Contrary to what you might think about Japan, the streets are not crawling with Nissan Skylines. In fact, spotting a Skyline in Japan is just as rare as seeing one on the streets of California. Now that the R32 has surpassed the 25-year mark, it seems like a good number of them have made it Stateside and will continue to do so. But just like any military gearhead would do, Peter Cervantes copped this beautiful '90 GTR- while in Japan.
Born and raised in Guam, Peter's childhood was enveloped in a world of cars. His father, a retired mechanic, was running an auto shop from their house, and even after school Peter would hang out at car part stores waiting for his father. Needless to say Peter learned how to wrench and recalls doing plenty of timing belt jobs since it paid the most. It wasn't until '00 where he was invited to hang out at a car shop called Guaranteed Auto. The group was made up of people from different cliques, and despite all the rivalry taking place on the island, everyone at the shop kept the peace. The next year Peter would test the waters in the world of customization with his Mazda MX-3 with basic bolt-ons, a paint job, sound system and interior upgrades. Things got serious when he picked up an '00 Civic Si. "I raced all my cars at the drag strip and at the time I swore by being naturally aspirated. But I kept losing no matter what parts I threw at it, so I upgraded to an Evo VIII. Once you go boost, you never go back." Being in the Navy, Peter was eventually assigned to Japan and he decided to let go of his beloved Evo. Eventually, driving a Skyline on the streets of Tokyo managed to dry his tears.

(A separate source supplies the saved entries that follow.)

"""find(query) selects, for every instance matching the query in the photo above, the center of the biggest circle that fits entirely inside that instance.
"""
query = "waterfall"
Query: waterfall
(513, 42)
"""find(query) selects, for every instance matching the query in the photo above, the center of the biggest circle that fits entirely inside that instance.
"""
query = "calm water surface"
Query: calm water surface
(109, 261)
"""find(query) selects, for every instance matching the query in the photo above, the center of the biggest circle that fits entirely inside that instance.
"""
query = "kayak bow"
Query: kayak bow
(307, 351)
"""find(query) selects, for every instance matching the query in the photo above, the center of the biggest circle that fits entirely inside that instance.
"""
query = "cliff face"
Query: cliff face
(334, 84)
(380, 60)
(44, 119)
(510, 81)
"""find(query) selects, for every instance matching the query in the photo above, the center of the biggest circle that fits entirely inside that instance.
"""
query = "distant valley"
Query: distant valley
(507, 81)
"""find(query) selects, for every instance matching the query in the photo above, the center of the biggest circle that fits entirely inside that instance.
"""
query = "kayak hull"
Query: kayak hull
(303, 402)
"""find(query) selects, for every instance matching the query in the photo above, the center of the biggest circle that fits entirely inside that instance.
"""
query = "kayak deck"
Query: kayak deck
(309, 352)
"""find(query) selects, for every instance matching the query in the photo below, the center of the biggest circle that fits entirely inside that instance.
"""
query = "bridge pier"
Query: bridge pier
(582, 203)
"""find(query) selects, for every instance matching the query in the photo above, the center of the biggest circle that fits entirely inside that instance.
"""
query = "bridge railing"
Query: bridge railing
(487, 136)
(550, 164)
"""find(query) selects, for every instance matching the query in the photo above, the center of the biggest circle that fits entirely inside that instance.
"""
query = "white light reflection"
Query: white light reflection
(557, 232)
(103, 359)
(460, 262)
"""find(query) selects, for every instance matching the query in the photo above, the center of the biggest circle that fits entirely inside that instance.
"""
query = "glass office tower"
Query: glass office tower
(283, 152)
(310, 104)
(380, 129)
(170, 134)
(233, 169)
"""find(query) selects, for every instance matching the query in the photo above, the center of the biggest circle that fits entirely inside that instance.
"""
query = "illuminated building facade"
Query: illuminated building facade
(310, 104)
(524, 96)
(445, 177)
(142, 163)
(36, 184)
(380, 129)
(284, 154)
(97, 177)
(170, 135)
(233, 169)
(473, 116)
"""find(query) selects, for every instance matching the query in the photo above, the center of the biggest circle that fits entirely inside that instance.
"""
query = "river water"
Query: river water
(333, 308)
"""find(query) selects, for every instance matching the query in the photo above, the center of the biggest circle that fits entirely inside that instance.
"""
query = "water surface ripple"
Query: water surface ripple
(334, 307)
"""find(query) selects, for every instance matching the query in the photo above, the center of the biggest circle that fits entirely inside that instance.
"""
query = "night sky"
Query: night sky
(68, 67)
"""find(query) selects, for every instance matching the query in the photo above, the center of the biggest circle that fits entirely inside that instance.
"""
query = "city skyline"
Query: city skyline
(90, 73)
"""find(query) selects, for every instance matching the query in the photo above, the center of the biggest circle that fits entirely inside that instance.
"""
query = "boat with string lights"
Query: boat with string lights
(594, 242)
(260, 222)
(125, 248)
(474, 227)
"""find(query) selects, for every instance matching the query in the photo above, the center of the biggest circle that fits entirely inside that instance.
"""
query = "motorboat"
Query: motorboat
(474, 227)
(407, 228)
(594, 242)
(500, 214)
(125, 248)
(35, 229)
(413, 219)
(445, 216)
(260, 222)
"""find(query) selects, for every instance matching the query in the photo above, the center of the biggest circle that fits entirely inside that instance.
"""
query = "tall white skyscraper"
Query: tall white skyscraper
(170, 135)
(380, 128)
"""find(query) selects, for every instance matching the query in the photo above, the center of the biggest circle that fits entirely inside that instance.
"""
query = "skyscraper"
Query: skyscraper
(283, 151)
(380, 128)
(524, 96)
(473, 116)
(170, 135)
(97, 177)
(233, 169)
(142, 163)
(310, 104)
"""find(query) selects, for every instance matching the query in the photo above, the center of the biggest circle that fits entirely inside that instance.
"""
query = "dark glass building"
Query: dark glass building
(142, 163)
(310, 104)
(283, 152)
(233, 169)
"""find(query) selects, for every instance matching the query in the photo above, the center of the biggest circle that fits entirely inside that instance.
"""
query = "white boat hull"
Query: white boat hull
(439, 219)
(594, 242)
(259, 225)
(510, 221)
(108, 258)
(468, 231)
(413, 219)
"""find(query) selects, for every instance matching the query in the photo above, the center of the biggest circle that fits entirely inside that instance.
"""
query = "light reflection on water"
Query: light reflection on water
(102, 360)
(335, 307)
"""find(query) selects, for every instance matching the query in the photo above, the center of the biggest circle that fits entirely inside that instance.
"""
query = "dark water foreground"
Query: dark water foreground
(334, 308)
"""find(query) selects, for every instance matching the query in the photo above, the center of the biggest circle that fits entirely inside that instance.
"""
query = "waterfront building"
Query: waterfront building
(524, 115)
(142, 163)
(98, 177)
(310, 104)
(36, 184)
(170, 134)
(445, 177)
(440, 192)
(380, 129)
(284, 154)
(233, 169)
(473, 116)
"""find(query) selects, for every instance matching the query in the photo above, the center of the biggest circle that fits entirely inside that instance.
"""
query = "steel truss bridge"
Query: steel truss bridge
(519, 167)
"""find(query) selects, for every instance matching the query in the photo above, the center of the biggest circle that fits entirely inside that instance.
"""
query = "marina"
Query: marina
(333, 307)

Peter owned a few R32s before settling on this one. "The two previous Skylines I had were gray and there were a ton of gray R32s rolling around Atsugi so when I came across the black one, I was sold. It had no rust, it was clean and a good foundation to build on." The car came with the N1 turbos and 17-inch Nismo LMGT4 wheels, but Peter knew he had the potential to make it even better. Upon closer inspection Skyline nerds will spot the extremely rare N1 trim aesthetics such as the front bumper, lightweight headlights and trunk lip. Under the hood the N1 turbo was ditched for a more potent JP turbo and tuned by the guys at STF Tuning.
"I brought my car to the first ever Fresh Tokyo meet in Odaiba and from there I was inspired to do more to my car." The finished product is what you see and the 500-plus horsepower that's powering the car. Currently Peter is back Stateside and he didn't have to let go of his Skyline the way he did his Evo. Instead, he brought it back with him and is now playing with the idea of selling imported cars from Japan. Seeing a Skyline on the streets on this side of the world won't be as uncommon as it once was, but few will be as dope as Peter's.